Songs by Rage Against the Machine, Megadeth or The Prodigy are, admittedly, not commonly associated with classical piano concerts. The idea of creating transcriptions, variations or fantasies for the piano on the basis of pop songs – that is, songs originating from a popular culture – is, however, as old as the piano itself. Mozart, probably the most famous child star in the history of music, wrote variations on popular songs of his day, such as French children’s song “Ah! vous dirai-je, Maman”, which later, with lyrics by Hoffmann von Fallersleben, became the greatest Christmas hit besides “Last Christmas”. There are also his variations on “Ein Weib ist das herrlichste Ding”, which loosely translates to “there is nothing more blissful than a woman”, a thesis that, 250 years later, is still the subject of about half of all rock and pop lyrics. The other half (that written in minor key!) incidentally mostly covers the corresponding antithesis. Arrangements based on songs also play a central role in the piano pieces of Franz Liszt, be it his somber transcriptions drawn from the taverns of Viennese subculture or virtuoso paraphrases on popular Italian bel canto arias, the latter in a way being a mash up of 19th century single hits.

Perhaps this album would therefore be less extraordinary today had Viennese musicians of the beginning of the 20th century not involuntarily started to build an artificial wall between “classical” and popular music that their successors subsequently reinforced with barbed wire and ivory watchtowers. There are, however, numerous young composers and performers now who have made it their musical business to tear down that wall again and leave the frontiers between subculture, pop culture and high culture behind in favor of an egalitarian musical language.

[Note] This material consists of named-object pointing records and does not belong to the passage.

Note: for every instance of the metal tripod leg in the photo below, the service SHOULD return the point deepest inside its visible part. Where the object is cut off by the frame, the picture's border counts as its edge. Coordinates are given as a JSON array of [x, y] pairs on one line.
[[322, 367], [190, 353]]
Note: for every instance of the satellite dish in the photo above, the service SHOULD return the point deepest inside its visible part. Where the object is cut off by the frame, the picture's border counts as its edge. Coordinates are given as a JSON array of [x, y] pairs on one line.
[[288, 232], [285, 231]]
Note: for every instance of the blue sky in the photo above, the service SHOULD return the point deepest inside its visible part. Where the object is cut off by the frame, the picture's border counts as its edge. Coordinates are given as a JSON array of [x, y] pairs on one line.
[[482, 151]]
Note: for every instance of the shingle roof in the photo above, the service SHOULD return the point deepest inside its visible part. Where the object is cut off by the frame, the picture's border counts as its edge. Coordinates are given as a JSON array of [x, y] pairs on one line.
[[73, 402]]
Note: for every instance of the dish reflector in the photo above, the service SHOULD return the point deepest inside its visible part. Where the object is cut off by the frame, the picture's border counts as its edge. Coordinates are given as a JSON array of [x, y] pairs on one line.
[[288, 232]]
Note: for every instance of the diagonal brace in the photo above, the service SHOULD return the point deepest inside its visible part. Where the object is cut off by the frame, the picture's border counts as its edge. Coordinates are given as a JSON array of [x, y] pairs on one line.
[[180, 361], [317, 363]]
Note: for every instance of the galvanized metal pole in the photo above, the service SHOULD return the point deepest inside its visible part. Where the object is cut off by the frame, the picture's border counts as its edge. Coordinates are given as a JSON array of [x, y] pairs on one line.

Despite my training as a classical concert pianist, the piano has never been a cultured instrument to me, but rather an adventure playground with almost unlimited possibilities of sound. It was a playground I was never able to explore in its entirety with Bach, Beethoven and Chopin alone. Not only did I transfer musical socialization to 88 keys with this record, I also use the grand piano as a four-square-meter sound monster, mechanical effect machine and also as prepared drums. Some pieces stay very close to the source material, because it posed very appealing pianistic challenges to me to transpose certain songs as true to the original as possible with regard to their structure and harmony (Killing in the Name”, “Symphony of Destruction”). Others, by contrast, rather work as remixes on fully analog equipment, shift the focus to single motives (for example the hypnotizing bass run in “Spiders”, which reminds of Eastern European scales) or completely rebuild a song from its individual components (“Out of Space”). There are also some pieces that I reduced to their musical armature, often being surprised what a lyrical core remained after the testosterone shell was scraped off (“Seasons in the Abyss”).